To be fair, I’m not entirely sure if those two vehicles make good leases. If I search for Hawaii (HI) in Signed Deals & Tips, there are literally only two results. Unless you are talking about something else.

Whoa….

(10 char)

https://www.reddit.com/r/Toyota/comments/ocio6j/not_able_to_ship_new_toyota_to_hawaii/

Yeah it’s pretty well known, just depends what region / how deep you are in the automotive knowledge hole you are :wink:

3 Likes

https://www.reddit.com/r/Toyota/comments/ocio6j/not_able_to_ship_new_toyota_to_hawaii/

Yeah it’s pretty well known, just depends what region / how deep you are in the automotive knowledge hole you are :wink:

I think that mostly applies to Toyota. I haven’t dug too deep but I’ve only seen people talking about Toyota when it comes to not allowing their vehicles to be exported to Hawaii. Continuing on that, I think I read somewhere that if you bring a Toyota with you to Hawaii that the Toyota dealerships won’t honor the warranties and services plans you may have.

I had to sign 1-year non-export agreements for two cars (diff makes) I’ve picked up from SoCal.
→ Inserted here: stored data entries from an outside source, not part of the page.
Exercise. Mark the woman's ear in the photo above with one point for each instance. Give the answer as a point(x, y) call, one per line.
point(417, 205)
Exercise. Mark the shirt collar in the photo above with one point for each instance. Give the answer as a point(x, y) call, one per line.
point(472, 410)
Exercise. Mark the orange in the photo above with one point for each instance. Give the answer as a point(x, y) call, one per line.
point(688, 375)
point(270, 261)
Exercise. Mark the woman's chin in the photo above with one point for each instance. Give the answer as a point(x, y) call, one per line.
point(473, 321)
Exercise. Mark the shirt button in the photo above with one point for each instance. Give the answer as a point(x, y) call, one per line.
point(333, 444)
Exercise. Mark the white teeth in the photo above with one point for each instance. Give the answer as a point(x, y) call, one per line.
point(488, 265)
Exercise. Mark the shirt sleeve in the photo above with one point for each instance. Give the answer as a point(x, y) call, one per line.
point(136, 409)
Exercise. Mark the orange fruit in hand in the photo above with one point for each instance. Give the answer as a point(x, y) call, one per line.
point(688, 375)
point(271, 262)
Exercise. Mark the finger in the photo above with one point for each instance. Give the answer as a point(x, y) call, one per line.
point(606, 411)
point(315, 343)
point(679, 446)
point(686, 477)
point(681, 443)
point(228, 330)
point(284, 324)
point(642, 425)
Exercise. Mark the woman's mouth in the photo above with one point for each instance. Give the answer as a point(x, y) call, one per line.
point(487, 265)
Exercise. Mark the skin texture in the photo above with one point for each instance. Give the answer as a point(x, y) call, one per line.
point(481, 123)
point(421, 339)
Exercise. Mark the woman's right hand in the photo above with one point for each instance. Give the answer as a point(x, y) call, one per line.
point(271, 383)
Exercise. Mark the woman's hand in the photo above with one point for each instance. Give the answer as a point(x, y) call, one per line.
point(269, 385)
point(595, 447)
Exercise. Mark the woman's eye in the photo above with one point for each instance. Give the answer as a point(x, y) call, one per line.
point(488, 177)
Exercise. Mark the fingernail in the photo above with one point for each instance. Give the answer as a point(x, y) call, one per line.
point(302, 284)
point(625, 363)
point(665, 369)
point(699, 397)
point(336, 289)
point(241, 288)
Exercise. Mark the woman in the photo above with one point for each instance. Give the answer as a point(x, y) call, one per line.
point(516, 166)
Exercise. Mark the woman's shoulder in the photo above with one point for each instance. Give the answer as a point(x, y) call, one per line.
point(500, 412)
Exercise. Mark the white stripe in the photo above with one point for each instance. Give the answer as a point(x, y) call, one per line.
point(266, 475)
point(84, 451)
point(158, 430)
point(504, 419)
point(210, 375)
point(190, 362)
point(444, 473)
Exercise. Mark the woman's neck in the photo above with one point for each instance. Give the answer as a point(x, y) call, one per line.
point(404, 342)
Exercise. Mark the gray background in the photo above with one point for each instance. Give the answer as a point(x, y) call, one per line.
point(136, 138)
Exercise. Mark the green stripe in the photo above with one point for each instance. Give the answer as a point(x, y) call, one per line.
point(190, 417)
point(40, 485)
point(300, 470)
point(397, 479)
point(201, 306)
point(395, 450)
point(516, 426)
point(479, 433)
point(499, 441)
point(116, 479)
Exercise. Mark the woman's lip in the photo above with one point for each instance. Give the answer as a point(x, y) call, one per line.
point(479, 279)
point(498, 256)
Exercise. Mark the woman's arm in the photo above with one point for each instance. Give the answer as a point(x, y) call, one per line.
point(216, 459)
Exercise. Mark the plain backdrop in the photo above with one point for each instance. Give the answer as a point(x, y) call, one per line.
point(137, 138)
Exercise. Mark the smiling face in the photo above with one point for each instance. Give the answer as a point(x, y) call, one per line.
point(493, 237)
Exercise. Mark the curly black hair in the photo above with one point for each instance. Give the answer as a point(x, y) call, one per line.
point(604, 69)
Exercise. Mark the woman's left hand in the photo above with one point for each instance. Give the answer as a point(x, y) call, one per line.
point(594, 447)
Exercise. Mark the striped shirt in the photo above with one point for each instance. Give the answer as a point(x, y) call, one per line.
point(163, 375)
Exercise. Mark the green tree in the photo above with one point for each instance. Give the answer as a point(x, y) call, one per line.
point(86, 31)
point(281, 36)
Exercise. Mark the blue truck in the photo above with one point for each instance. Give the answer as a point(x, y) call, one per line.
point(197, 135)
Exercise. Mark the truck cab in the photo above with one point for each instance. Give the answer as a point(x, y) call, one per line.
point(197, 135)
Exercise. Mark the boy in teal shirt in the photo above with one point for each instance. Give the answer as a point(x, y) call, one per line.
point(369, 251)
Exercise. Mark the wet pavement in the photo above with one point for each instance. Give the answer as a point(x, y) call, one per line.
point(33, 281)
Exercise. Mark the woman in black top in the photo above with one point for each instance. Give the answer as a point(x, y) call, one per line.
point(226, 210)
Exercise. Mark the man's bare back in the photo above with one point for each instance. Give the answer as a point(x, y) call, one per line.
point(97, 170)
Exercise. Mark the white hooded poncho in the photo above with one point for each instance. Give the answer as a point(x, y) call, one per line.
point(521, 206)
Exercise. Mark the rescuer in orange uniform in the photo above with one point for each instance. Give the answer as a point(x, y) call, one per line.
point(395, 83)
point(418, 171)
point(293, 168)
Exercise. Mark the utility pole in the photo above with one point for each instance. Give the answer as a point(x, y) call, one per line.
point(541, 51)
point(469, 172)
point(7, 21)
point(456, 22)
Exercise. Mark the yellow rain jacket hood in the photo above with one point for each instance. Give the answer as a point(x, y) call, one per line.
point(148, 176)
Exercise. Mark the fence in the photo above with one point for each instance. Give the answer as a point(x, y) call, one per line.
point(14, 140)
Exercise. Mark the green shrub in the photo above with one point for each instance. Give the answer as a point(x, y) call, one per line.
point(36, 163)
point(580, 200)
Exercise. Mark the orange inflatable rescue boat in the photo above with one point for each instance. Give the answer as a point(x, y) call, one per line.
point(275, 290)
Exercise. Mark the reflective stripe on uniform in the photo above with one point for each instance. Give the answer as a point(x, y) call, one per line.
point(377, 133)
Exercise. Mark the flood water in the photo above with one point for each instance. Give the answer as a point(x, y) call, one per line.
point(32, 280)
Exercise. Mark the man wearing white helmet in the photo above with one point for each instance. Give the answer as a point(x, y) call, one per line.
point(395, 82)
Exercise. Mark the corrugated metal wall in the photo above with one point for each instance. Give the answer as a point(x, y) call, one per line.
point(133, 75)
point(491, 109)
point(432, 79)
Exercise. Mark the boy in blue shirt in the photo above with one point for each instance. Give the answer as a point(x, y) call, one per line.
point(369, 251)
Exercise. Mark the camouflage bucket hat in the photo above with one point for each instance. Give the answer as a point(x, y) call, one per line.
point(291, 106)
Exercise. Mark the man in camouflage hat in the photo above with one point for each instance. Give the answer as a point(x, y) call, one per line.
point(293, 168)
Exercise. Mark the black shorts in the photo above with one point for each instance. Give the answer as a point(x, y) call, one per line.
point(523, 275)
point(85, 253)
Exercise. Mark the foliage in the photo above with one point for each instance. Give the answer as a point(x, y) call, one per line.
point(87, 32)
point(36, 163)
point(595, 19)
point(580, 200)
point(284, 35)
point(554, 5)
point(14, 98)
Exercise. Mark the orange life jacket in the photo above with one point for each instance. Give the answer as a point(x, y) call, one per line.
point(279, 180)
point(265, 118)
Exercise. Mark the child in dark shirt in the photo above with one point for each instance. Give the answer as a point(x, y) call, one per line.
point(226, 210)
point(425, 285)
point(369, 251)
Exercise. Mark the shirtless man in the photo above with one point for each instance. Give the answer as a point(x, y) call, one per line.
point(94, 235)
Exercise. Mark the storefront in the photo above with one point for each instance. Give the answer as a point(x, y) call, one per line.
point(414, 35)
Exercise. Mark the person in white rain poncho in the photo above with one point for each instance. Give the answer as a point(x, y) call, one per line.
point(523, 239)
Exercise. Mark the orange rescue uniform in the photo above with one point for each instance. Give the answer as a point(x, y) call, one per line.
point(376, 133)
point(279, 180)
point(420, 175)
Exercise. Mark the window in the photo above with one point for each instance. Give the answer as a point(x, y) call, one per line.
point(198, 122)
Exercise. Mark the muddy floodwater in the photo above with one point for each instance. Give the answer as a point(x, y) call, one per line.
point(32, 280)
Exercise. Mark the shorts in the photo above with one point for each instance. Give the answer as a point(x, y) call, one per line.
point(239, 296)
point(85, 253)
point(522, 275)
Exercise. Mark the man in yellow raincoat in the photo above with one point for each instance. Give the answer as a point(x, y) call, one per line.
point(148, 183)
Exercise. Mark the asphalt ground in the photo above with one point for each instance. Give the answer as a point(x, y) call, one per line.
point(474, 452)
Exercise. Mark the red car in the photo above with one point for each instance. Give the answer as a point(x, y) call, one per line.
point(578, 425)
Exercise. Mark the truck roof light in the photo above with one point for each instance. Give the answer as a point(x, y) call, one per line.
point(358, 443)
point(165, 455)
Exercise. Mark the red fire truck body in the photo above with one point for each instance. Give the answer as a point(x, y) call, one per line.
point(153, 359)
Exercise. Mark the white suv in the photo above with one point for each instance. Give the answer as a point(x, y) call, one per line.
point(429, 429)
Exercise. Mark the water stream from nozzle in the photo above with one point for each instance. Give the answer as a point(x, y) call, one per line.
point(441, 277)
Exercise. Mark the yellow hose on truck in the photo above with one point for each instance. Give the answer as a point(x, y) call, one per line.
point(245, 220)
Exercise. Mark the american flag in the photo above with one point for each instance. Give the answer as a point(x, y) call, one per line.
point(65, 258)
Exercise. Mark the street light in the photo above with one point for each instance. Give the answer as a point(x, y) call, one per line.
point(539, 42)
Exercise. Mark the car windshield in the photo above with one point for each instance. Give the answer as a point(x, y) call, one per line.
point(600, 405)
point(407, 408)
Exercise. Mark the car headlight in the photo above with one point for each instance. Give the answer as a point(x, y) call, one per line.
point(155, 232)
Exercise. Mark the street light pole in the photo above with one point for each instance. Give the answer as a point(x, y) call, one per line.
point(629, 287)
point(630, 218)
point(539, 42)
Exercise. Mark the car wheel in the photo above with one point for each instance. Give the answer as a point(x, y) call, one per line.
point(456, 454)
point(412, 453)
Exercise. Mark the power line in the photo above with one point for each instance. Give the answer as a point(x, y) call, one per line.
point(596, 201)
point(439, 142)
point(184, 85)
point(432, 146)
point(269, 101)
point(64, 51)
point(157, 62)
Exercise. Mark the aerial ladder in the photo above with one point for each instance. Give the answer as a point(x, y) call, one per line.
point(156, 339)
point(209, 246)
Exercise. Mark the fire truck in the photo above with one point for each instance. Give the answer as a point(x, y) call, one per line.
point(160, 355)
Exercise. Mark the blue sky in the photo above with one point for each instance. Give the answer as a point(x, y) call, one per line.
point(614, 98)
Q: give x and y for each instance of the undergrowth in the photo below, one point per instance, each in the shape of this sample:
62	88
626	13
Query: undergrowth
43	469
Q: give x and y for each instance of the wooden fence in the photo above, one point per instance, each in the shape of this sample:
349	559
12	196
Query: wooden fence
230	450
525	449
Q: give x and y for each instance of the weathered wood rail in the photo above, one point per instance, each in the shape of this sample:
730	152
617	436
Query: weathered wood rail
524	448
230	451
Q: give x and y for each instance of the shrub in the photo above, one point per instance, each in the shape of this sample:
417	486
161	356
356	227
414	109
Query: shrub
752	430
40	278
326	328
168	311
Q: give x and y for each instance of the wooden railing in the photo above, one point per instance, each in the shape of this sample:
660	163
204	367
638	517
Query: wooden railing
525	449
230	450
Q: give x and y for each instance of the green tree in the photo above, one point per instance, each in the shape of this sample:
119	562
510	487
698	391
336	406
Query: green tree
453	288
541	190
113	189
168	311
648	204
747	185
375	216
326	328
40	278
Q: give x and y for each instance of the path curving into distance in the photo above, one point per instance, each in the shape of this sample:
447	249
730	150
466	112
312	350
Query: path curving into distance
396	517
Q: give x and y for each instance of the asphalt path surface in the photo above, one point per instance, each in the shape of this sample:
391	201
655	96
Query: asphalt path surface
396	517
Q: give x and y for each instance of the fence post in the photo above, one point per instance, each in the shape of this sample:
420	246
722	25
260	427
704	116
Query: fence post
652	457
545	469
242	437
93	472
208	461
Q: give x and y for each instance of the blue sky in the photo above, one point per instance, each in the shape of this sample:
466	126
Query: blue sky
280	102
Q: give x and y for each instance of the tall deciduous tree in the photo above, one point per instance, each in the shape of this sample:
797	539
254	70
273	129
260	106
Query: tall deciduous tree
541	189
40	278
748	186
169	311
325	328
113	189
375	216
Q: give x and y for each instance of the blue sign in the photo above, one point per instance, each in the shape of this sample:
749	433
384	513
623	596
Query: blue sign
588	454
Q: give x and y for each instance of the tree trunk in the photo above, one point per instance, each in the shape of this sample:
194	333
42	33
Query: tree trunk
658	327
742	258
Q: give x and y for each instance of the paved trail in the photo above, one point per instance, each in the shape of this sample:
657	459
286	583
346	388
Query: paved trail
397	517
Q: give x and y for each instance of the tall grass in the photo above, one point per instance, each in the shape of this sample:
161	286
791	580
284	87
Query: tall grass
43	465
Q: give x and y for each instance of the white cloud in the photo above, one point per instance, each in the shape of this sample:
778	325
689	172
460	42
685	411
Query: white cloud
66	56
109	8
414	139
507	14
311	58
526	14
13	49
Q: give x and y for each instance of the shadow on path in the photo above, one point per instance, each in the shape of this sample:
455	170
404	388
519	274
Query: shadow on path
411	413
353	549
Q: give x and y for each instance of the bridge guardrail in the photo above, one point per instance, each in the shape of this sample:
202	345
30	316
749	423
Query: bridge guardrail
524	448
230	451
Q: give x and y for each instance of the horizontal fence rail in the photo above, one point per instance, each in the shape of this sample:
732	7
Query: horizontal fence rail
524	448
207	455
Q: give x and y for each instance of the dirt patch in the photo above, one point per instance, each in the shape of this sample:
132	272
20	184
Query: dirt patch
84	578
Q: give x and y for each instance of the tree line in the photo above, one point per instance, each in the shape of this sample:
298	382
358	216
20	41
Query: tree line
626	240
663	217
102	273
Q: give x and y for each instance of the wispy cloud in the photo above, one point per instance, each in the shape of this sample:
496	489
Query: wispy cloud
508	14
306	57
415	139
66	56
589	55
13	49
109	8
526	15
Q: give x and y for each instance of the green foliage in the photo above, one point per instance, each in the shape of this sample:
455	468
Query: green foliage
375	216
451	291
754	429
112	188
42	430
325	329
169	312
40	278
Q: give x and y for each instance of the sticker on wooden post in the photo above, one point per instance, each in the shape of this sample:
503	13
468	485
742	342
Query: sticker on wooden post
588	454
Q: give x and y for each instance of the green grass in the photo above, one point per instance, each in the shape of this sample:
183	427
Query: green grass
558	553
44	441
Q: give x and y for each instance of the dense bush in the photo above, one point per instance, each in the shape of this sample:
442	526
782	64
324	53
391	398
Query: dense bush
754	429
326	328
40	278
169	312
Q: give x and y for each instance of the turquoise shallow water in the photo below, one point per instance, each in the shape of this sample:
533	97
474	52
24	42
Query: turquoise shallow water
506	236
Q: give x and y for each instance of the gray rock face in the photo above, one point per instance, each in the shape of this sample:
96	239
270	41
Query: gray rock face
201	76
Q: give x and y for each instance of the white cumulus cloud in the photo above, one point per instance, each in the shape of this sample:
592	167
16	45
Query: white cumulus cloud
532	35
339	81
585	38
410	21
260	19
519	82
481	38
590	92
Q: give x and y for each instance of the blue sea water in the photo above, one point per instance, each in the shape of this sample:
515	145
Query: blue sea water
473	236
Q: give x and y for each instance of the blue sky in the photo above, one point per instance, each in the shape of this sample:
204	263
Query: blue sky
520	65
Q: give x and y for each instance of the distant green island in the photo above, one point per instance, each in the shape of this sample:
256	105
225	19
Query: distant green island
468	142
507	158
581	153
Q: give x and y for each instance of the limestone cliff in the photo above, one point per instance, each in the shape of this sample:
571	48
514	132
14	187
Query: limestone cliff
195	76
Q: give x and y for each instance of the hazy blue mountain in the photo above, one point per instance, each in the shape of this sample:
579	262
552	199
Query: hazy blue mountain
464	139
Hawaii was specifically included in the agreement… so not surprised HI dealers are extremely protective of their territories.

edit: just realized @HersheySweet quoted an old post of mine from 2021 :man_facepalming:t2::joy:

2 Likes

Sometimes the “OEM” is a completely different legal entity in Hawaii than the continental US. It’s a hole full of :pineapple::pineapple::pineapple:

I’m talking about looking at mainland deals such as those in CA. You need to know whether a car is even hypothetically a good deal in the continental 48 before working on reducing the HI premium.

In general a captive market with very little competition is a terrible place to transact often. The only benefit is relatively high resale value in the private party market due to low supply. So compare the annualized costs of buying and holding for 4 years vs successive leases.

I’m talking about looking at mainland deals such as those in CA. You need to know whether a car is even hypothetically a good deal in the continental 48 before working on reducing the HI premium.

In general a captive market with very little competition is a terrible place to transact often. The only benefit is relatively high resale value in the private party market due to low supply. So compare the annualized costs of buying and holding for 4 years vs successive leases.

Well, after doing a little bit of research, I did found some on the West coast that looks like it would get me to the price point I want assuming they discount the vehicle a decent amount. I saw a thread from a few months ago and it seemed people were getting them leased between $570 ~ $680 $0 drive off. The $570’s were people who were able to get a dealer discount of about 10%. If you get a 10% discount and put in the number, you get right around the 1% rule, which I’d think would be a good lease.

The answer is yes.

In what way exactly? In getting a decent lease in Hawaii or in general?